Additionally, company chief executive Walter W. Buckley III owns about 4.8 percent of the company's shares while ICGE officials Kenneth Fox and Douglas Alexander own 4.5 percent and 2.5 percent, respectively. Overall, insiders control about 92 percent of the shares, while institutions own 8 percent.

Commerce One, a business-to-business e-commerce services provider that gained more than 2,700 percent from its offer price in July 1999 by year end, counts among its leading shareholders Morgan Stanley Dean Witter, which owns more than 5 percent; Fidelity Management, which owns 2.44 percent; and Merrill Lynch, which owns 2.3 percent.

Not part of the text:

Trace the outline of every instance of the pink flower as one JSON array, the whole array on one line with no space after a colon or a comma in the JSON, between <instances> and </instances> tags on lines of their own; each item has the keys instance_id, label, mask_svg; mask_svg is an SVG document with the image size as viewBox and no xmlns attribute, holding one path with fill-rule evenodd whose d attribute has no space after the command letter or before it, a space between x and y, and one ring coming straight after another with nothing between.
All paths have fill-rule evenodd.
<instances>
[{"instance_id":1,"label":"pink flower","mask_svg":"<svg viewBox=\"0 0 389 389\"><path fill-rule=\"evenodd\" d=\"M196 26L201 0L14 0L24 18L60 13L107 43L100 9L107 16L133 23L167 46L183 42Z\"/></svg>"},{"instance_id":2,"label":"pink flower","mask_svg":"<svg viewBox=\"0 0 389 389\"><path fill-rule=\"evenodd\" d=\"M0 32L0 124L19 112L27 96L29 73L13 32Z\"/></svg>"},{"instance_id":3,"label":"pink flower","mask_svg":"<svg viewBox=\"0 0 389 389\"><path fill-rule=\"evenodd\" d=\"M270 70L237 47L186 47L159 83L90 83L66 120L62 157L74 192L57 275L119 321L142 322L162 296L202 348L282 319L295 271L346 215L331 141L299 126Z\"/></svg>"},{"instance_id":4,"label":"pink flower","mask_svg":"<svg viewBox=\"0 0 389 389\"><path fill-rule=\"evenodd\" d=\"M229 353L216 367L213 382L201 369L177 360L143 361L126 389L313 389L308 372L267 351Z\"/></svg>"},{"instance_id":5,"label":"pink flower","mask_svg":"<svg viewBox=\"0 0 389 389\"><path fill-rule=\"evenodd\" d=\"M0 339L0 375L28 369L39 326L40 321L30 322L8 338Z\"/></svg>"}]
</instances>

PurchasePro.com, another Internet business-to-business services provider, has Office Depot as one of its largest individual shareholders, with a 6.1 percent stake. Investment firms Columbus Circle Investors, Lord Abbett & Co. and Scudder Kemper Investments also own shares in the company.

Sometimes IPOs own other IPOs.

Take the example of VerticalNet. This fast-growing company, which owns and operates several dozen business-to-business Web sites, has Douglas Alexander, a director at Internet Capital Group, as chairman of its board of directors. VerticalNet's largest shareholder is none other than Internet Capital Group, which holds more than one-third of the company's outstanding shares.

Other notable investors include Wheatley Partners, with a 5.2 percent stake; Koch Ventures, with a 5 percent stake; and Boston-based Putnam Investment Management, with a 4.8 percent stake. Other big-name holders include Munder Capital Management and Janus Capital.

Overall, insiders own about 58 percent of VerticalNet's shares, while institutions own some 36 percent of outstanding shares.

Another company worth looking at is Vignette, a provider of Internet relationship software. Shareholders include CNET, the parent of News.com; Connecticut-based Pequot Capital Management; and Lucent Technologies' pension fund.

The bottom line is that while individual investors may have trouble getting into the hottest IPOs, plenty of institutions find easy entrance. Perhaps those seeking a piece of the IPO pie would do better to latch onto those who already have stakes in such deals, whether they be fund managers or companies that own other companies.